Taking seriously the capacity of literature to be not just in the world, or to circulate across spatial boundaries, but to participate in the temporal making of the world, as understood by Cheah (2014) and Arendt (1958), among others, this project intends to investigate the particular forms that such worldmaking assumes in these literary journals, or “little magazines”. Requiring less material resources than book publication, and as collective endeavours, it well known that little magazines have had pride of place in African literary cultures in the twentieth century. Judging from the growing body of research (Barber 2006 and 2007; Lindfors 1996; Helgesson 2009; Hofmeyr 2013; Newell 2000 and 2002; Ribeiro and Sopa 1996; Sandwith 2014) it is also evident that such print communities enabled historically distinct forms of cosmopolitan interaction, while remaining clearly produced in a particular place and answerable to a more or less circumscribed “imagined community” (Anderson1983). It is precisely here that the question of cosmopolitan and vernacular dynamics gathers urgency: not only are several such journals bi- or multilingual (examples: Voorslag, Indian Opinion, Two Tone, O Brado Africano, Izwi), with material both in a “cosmopolitan” language in one or several local “vernaculars”, but they all demonstrate a capacity to resituate “foreign” or “borrowed” material through translation, republication, commentary or paraphrase.

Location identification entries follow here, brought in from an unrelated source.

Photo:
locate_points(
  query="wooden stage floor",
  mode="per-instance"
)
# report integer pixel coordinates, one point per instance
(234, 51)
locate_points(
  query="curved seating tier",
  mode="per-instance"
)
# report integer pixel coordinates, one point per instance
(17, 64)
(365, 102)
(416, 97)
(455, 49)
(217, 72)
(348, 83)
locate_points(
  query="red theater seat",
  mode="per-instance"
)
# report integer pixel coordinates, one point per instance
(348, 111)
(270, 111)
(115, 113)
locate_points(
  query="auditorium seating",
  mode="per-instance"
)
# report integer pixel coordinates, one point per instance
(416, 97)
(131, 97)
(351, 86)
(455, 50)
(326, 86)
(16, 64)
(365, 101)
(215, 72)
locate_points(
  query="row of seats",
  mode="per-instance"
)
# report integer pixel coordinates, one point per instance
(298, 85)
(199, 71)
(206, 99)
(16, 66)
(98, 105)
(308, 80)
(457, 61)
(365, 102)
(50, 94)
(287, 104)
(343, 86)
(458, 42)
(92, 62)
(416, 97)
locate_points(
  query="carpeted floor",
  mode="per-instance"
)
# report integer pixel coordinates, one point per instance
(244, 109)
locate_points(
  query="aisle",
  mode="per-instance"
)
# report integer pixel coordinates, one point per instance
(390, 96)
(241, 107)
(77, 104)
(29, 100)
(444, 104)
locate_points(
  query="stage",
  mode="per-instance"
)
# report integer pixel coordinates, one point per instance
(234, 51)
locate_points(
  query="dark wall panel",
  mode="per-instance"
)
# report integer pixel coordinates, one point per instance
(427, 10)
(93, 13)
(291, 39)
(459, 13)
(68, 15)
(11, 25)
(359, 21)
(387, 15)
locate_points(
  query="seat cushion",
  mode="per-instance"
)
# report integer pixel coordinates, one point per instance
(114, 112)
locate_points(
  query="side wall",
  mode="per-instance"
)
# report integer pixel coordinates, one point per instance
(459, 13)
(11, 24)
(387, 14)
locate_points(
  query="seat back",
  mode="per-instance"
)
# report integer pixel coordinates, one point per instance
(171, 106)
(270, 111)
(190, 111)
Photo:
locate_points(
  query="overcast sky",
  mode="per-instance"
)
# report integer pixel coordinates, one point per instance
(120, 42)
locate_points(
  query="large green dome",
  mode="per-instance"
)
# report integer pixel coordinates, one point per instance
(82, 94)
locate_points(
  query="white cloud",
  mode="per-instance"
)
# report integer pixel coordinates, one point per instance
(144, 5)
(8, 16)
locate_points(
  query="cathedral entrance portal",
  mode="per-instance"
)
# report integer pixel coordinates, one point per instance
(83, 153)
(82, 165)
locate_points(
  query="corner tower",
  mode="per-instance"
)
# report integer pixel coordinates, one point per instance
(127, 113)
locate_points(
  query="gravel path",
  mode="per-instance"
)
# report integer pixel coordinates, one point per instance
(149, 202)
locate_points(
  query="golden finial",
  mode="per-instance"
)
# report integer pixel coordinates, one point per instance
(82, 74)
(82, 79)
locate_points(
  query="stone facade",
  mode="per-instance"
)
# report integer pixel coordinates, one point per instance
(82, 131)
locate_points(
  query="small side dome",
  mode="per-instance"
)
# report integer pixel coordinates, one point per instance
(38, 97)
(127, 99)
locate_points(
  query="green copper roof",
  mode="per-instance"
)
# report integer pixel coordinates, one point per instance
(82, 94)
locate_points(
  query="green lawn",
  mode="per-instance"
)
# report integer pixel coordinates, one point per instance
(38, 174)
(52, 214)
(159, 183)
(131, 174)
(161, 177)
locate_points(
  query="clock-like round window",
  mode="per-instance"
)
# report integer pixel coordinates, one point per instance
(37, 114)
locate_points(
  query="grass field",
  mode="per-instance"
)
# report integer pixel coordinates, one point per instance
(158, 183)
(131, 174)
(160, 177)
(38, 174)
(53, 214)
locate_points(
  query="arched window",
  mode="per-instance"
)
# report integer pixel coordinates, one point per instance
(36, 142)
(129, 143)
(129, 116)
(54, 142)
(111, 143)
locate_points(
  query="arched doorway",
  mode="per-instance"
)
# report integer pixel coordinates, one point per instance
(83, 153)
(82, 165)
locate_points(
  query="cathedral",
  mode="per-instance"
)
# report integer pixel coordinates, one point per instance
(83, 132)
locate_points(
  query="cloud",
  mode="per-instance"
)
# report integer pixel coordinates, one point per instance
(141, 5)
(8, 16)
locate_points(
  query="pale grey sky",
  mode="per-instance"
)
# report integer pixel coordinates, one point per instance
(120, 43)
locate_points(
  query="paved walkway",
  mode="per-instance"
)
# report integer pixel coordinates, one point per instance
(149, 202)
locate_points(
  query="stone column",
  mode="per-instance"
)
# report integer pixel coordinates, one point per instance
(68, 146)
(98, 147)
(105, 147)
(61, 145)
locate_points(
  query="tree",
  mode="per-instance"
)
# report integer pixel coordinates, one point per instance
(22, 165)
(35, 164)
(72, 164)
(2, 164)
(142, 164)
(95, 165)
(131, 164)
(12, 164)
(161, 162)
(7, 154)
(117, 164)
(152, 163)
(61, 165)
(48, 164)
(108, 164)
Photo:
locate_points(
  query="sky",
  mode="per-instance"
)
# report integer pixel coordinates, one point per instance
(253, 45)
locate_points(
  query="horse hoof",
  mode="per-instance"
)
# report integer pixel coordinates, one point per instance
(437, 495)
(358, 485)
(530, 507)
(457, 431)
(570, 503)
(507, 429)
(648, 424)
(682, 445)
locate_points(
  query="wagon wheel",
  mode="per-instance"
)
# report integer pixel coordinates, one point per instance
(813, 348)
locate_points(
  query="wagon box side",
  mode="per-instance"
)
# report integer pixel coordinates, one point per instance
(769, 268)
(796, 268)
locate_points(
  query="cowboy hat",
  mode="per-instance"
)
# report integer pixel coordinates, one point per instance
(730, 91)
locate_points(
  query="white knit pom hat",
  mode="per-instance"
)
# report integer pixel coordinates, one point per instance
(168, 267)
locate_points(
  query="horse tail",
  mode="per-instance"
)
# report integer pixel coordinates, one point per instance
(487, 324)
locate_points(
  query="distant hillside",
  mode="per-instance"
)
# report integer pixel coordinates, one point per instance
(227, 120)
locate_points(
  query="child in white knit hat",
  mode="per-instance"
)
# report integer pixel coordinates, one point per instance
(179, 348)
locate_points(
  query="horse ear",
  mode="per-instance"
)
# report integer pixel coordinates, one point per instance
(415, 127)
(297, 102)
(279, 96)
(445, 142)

Given the multilingualism of these publications, the project will attempt to reconsider literary language in terms of a dynamic process of languaging (Swain) that occurs within politically pressured spaces. Languaging is structured by an address of some kind (which raises the question of audiences), and it moves across and combines distinct modalities of language, such as print, orality, genre, translation, affect, and corporeality. The combinatory aspect is crucial: the English-Afrikaans-French cluster of Voorslag enables a very different literary world compared to, say, the Portuguese-Ronga cluster of Charrua, or the English-Shona-Ndebele cluster of Two Tone. A guiding hypothesis of the project is that insofar as languaging in the journals intersects with distinct transnational imaginaries such as high modernism, Commonwealth literature, anticolonial activism, the socialist international, and the community of lusophone literatures, this will put significant pressure on systemic theories of world literature as a single (albeit uneven) whole (Casanova, Moretti).